Python is used to Create websites from software, automate tasks and conduct analysis.

It’s one of the most versatile computer languages we have so far comma and is considered an all-purpose full stop this means it’s used to create a range of different programs.

As such python has its own rules, codes, semantics, and language. // in Python is an operator, but what exactly does that mean?

**Operators In Python**

In Python, an operator is exactly what it sounds like, it is a symbol that can carry out a computation that is either arithmetic or logical. whatever the operator operates on is known as the operand.

For example, if you have something like 5 + 6, + is the operator. 5 and 6 are the operands and 11 becomes the output.

There are different kinds of operators in Python, one of the most used types is arithmetic operators. Here are some of the different types of arithmetic operators and their meanings.

Operator | Use |

+ | Addition of 2 operands or acts as a unary plus. |

– | This will minus the right operand from the left operand, or act as a unary minus. |

/ | This will divide the left operand by the right operand |

* | Multiples two operands together |

// | This is for floor division. Floor division results in whole numbers that are adjusted left in a number line. |

% | This represents modulus, which is the remainder of the division operands |

** | This represents exponent, which is the left operand raised to the power of the right operand. |

**Other Types Of Operators**

Operators are key in python. They act as the instructions for computation and direct the computation correctly.

Different computations need to take place and therefore different types of operators. Here are the different types of operators in Python and what they are used for.

**Comparison Operators**

Comparison operators essentially compare values. They will return either a TRUE or FALSE statement based on the condition.

For example, if you have 9 > 6,** >** (more than symbol) is the comparison operator and it will return a TRUE statement because 9 is bigger than 6.

**Logical Operators**

There are 3 different types of logical operators. They aren’t symbols, but words.

**And**– used if both of the operands are true

**Or**– Used if either one of the operands is true

**Not**– Used if the operands are false.

**Bitwise Operators**

Bitwise operators act like binary digits. Binary digits are made up of 1s and 0s. Binary is the universal computer language.

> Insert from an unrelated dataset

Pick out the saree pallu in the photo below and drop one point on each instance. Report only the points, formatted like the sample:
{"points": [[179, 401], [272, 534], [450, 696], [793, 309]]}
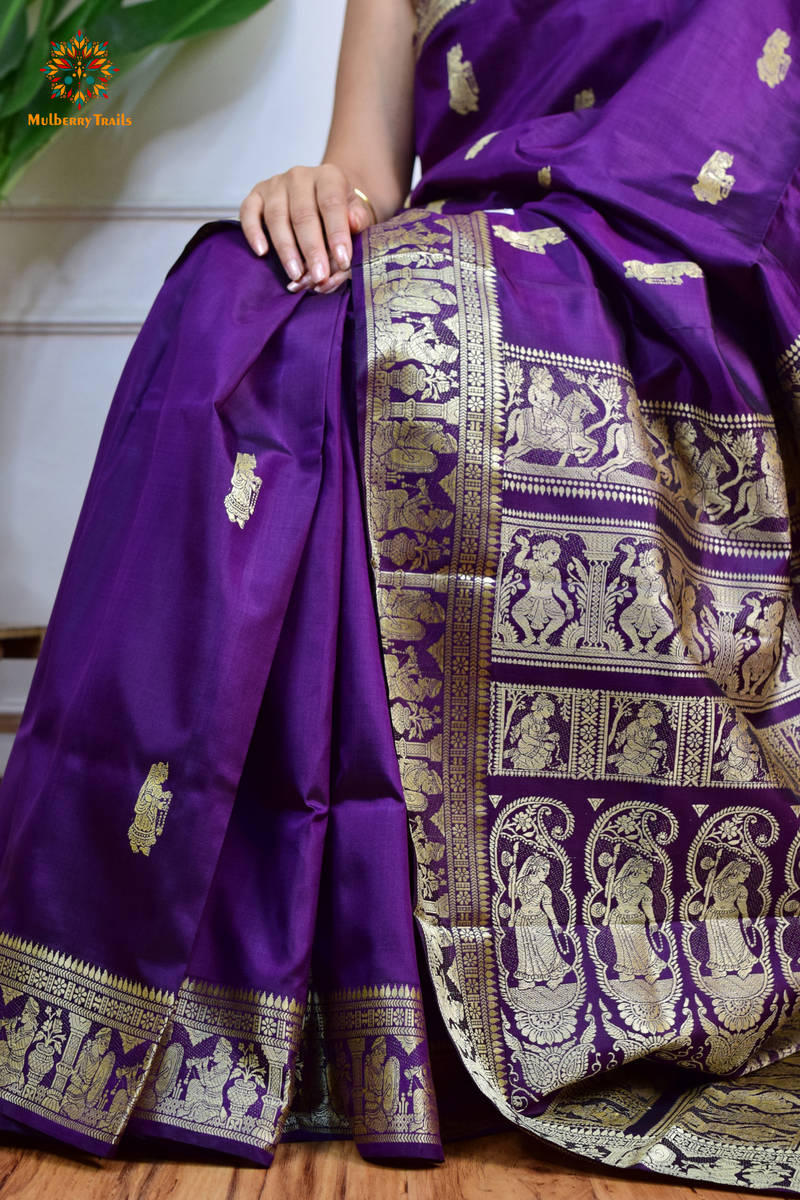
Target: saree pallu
{"points": [[576, 367]]}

A bitwise operator compares each part of the first operand to the corresponding parts of the second operand.

**Assignment Operators**

Assignment operators assign values to different variable. For example if you have the variable B and you assign in the value of 7, the assignment operator is B=7.

**Special Operators**

Special operators are used to increase or decrease values of a variable by one. There are two types of special operators. Identity operators, and membership operators.

**Identity Operators**

There are two identity operators in python. They are IS and IS NOT. IS is used for operands that are identical, IS NOT is used for non-identical operands.

**Membership Operators**

Membership operators test whether or not a variable or value is found in a sequence. The membership operators are IN and NOT IN.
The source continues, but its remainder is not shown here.